Checkerboard: A Simple, Effective, Efficient and Learning-free Clean Label Backdoor Attack with Low Poisoning Budget
Abstract
Backdoor attacks threaten the deep learning supply chain by poisoning a small fraction of the training data so that a model behaves normally on clean inputs but misclassifies trigger-carrying inputs to an attacker-chosen target class. Clean-label backdoor attacks are especially dangerous because poisoned samples remain label-consistent and are therefore harder to detect. Yet existing clean-label attacks typically rely on expensive optimization, surrogate-model training, or nontrivial data access. We present Checkerboard, a theoretically grounded, learning-free clean-label backdoor attack that is effective, efficient, and simple to implement. From a linear separability formulation, we derive a checkerboard trigger in closed form, removing the need for surrogate-model training and trigger optimization. For texture-rich datasets, we introduce Complexity-driven Sample Selection, which uses only target-class data to improve trigger-to-background contrast by selecting low-complexity images for poisoning.
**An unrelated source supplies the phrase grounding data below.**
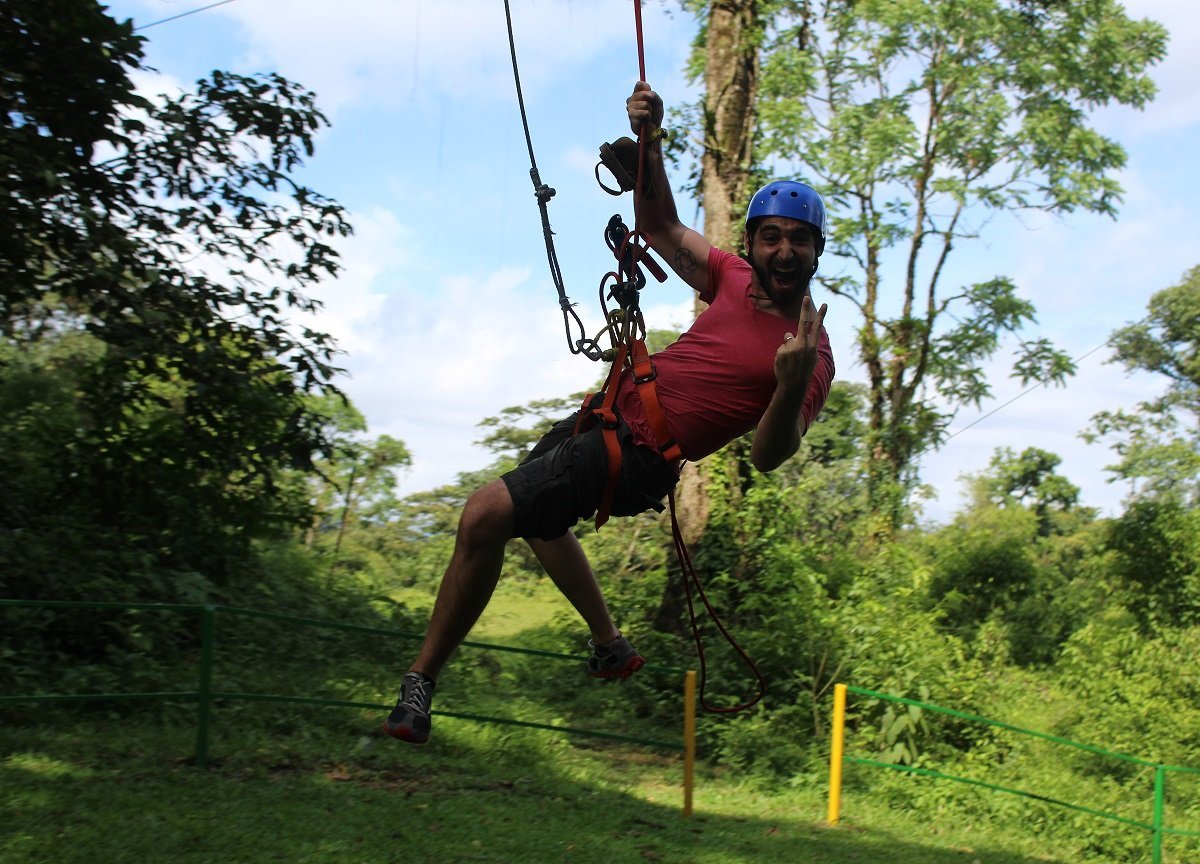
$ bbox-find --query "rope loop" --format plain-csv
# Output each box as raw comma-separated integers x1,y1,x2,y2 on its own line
670,492,768,714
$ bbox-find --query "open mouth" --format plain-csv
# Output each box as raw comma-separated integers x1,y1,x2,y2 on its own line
771,268,799,289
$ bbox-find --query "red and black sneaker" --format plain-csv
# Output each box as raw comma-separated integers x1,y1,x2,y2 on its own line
587,635,645,679
382,671,436,744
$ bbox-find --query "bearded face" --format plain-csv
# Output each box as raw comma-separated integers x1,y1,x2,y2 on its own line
745,217,818,306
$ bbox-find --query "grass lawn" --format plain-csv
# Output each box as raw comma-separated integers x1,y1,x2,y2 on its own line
1,581,1151,863
1,709,1076,864
389,574,577,644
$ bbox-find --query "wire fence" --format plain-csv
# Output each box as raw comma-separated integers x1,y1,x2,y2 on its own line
828,682,1200,864
0,599,698,813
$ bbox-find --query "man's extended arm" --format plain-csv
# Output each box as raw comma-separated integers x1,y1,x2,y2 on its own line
625,81,712,295
751,297,832,472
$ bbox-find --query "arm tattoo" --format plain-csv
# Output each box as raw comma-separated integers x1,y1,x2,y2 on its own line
673,247,698,277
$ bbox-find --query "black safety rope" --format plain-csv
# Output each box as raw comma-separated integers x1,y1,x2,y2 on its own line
502,0,603,361
670,494,767,713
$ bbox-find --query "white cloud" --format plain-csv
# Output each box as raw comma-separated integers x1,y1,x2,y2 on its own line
181,0,658,116
298,190,702,496
307,231,602,494
304,208,407,357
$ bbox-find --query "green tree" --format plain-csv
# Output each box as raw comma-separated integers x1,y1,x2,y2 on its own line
0,321,319,597
969,446,1090,537
683,0,1166,528
475,394,585,469
1058,615,1200,782
768,382,873,560
1106,500,1200,631
385,393,593,593
3,2,347,370
926,507,1040,647
0,0,352,598
1084,265,1200,505
924,446,1099,665
303,397,410,544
Across four benchmark datasets, Checkerboard outperforms 8 baseline attacks and achieves state-of-the-art performance under low poisoning budgets. For example, on CIFAR-10, under a trigger perturbation budget of 10/255, poisoning 20 training samples achieves 99.99\% Attack Success Rate (ASR). On ImageNet-100, a poisoning rate of only 0.46\% yields over 94\% ASR without degrading clean accuracy. The proposed attack also remains effective against state-of-the-art backdoor defenses and shows strong resistance to adaptive defenses.